Reginald Horace Blyth (3 December 1898 – 28 October 1964) was an English author and devotee of Japanese culture. He is most famous for his writings on Zen and on haiku poetry.
Or, to express this in another way, suggested to me by Professor Suzuki, in connection with seeing into our own nature, poetry is the something that we see, but the seeing and the something are one; without the seeing there is no something, no something, no seeing. There is neither discovery nor creation: only the perfect, indivisible experience.
There is a Hindu myth about the Self or God of the universe who sees life as (play). But since the Self is what there is and all there is and thus has no one separate to play with, he plays the cosmic game of hide-and-seek with himself. . . all the time forgetting who he really is. Eventually however the Self awakens from his many dreams and fantasies and remembers his true identity, the one eternal Self of the Cosmos who is never born and never dies.
If all men lead mechanical, unpoetical lives, this is the real nihilism, the real undoing of the world.
There is nothing intrinsically more beautiful or poetical about the moon than about a dunghill; if anything, the contrary, for the latter is full of life and warmth and energy.
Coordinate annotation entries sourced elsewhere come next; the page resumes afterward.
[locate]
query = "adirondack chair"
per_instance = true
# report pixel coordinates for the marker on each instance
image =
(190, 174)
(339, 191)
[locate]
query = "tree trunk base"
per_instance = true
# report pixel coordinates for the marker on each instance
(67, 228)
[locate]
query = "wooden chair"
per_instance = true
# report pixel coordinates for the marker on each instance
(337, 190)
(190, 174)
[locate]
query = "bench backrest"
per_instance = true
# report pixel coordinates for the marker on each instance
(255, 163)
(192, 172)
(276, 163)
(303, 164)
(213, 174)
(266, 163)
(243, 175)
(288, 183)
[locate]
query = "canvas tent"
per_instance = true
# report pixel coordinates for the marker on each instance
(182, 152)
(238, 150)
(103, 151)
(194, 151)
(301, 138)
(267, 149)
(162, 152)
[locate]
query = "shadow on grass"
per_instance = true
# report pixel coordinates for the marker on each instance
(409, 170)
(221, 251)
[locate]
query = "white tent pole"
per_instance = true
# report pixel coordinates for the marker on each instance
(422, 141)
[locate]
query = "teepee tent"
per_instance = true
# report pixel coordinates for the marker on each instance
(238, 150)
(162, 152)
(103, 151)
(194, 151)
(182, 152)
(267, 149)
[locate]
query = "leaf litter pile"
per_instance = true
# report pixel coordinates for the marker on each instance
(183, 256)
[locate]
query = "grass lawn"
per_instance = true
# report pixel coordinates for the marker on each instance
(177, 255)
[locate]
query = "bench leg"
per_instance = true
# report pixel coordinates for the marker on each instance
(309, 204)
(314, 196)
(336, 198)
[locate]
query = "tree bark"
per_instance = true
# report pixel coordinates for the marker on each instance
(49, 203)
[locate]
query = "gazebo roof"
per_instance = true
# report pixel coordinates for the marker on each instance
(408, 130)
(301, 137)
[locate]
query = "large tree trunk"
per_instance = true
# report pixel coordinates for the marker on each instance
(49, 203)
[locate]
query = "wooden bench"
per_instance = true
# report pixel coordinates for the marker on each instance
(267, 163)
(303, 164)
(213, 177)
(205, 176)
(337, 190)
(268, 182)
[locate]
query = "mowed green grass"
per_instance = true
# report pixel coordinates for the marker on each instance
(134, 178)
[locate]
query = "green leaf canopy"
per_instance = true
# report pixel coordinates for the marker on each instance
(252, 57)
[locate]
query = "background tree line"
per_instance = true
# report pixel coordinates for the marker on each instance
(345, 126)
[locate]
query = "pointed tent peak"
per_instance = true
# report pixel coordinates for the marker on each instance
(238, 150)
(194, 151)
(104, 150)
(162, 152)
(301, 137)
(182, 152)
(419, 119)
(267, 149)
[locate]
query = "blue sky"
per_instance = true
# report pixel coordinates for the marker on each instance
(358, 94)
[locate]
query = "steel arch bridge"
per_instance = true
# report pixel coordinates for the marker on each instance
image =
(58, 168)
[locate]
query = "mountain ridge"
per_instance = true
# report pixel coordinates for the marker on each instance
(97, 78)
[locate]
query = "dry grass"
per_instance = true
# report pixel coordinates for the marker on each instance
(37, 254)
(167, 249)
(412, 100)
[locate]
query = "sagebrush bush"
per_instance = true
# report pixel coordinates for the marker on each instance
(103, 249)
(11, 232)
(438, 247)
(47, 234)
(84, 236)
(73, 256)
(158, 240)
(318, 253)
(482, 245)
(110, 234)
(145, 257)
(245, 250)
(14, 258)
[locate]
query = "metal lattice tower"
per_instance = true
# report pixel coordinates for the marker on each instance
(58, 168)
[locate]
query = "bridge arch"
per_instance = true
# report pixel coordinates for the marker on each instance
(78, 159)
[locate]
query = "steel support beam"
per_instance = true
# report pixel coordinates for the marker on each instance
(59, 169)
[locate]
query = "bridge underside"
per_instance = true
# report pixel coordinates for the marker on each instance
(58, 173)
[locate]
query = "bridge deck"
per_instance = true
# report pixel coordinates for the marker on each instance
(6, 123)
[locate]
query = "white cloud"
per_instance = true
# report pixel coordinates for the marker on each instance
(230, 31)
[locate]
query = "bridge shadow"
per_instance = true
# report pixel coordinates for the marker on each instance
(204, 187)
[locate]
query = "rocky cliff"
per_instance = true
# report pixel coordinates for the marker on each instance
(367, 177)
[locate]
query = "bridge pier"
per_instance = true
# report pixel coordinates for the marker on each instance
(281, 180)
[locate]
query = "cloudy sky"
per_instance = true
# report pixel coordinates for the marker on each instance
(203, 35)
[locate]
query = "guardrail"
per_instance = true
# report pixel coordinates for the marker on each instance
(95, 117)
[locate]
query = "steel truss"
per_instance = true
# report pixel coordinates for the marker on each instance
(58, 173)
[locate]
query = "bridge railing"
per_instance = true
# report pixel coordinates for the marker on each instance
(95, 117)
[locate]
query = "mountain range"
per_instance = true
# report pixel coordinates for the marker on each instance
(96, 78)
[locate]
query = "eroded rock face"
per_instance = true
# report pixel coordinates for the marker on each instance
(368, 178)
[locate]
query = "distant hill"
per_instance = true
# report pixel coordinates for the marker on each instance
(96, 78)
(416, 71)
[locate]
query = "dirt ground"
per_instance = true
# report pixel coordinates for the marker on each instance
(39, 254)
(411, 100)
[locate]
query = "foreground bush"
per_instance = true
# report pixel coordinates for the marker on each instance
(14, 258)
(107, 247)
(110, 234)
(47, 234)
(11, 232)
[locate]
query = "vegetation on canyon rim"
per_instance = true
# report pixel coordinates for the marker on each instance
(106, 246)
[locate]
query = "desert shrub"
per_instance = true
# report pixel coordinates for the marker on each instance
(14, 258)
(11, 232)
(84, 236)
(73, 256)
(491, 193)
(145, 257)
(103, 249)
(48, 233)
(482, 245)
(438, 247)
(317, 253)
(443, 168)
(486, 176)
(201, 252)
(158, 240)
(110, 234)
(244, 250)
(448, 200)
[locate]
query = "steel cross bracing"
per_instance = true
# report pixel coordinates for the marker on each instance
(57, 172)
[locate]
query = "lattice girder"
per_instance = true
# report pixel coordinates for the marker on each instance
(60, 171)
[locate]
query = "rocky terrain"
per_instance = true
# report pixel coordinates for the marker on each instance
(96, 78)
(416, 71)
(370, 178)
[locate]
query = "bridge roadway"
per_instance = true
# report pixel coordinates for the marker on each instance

We that change, hate change. And we that pass, love what abides. Ashes, darkness, dust.
It is not merely the brevity by which the haiku isolates a particular group of phenomena from all the rest; nor its suggestiveness, through which it reveals a whole world of experience. It is not only in its remarkable use of the season word, by which it gives us a feeling of a quarter of the year; nor its faint all-pervading humour. Its peculiar quality is its self-effacing, self-annihilative nature, by which it enables us, more than any other form of literature, to grasp the thing-in-itself.
The sun shines, snow falls, mountains rise and valleys sink, night deepens and pales into day, but it is only very seldom that we attend to such things. . . . When we are grasping the inexpressible meaning of these things, this is life, this is living. To do this twenty-four hours a day is the Way of Haiku. It is having life more abundantly.
Zen is the game of insight, the game of discovering who you are beneath the social masks.
A haiku is the expression of a temporary enlightenment, in which we see into the life of things.
A thief running away like mad from a ferocious watch-dog may be a splendid example of Zen.
These are some of the characteristics of the state of mind which the creation and appreciation of haiku demand: Selflessness, Loneliness, Grateful Acceptance, Wordlessness, Non-intellectuality, Contradictoriness, Humor, Freedom, Non-morality, Simplicity, Materiality, Love, and Courage.
Thus we see that the all important thing is not killing or giving life, drinking or not drinking, living in the town or the country, being unlucky or lucky, winning or losing. It is how we win, how we lose, how we live or die, finally, how we choose.
What is essential is not the answer but the questions; the answers indeed are the death of the life that is in the questions.
Zen is mind-less activity, that is, Mind-ful activity, and it may often be advisable to emphasize the mind, and say, Take care of the thoughts and the actions will take care of themselves.
I myself think that to have a cat is more important than to have a Bible.
Regarding R. H. Blyth: Blyth's four volume Haiku became especially popular at this time [1950's] because his translations were based on the assumption that the haiku was the poetic expression of Zen. Not surprisingly, his books attracted the attention of the Beat school, most notably writers such as Allen Ginsberg, Gary Snyder and Jack Kerouac, all of whom had a prior interest in Zen.
We walk, and our religion is shown even to the dullest and most insensitive person in how we walk. Or to put it more accurately, living in this world means choosing, choosing to walk, and the way we choose to walk is infallibly and perfectly expressed in the walk itself. Nothing can disguise it. The walk of an ordinary man and of an enlightened man are as different as that of a snake and a giraffe.
Nothing divides one so much as thought.
Think of Zen, of the Void, of Good and Evil and you are bound hand and foot. Think only and entirely and completely of what you are doing at the moment and you are free as a bird.
The object of our lives is to look at, listen to, touch, taste things. Without them, - these sticks, stones, feathers, shells, - there is no Deity.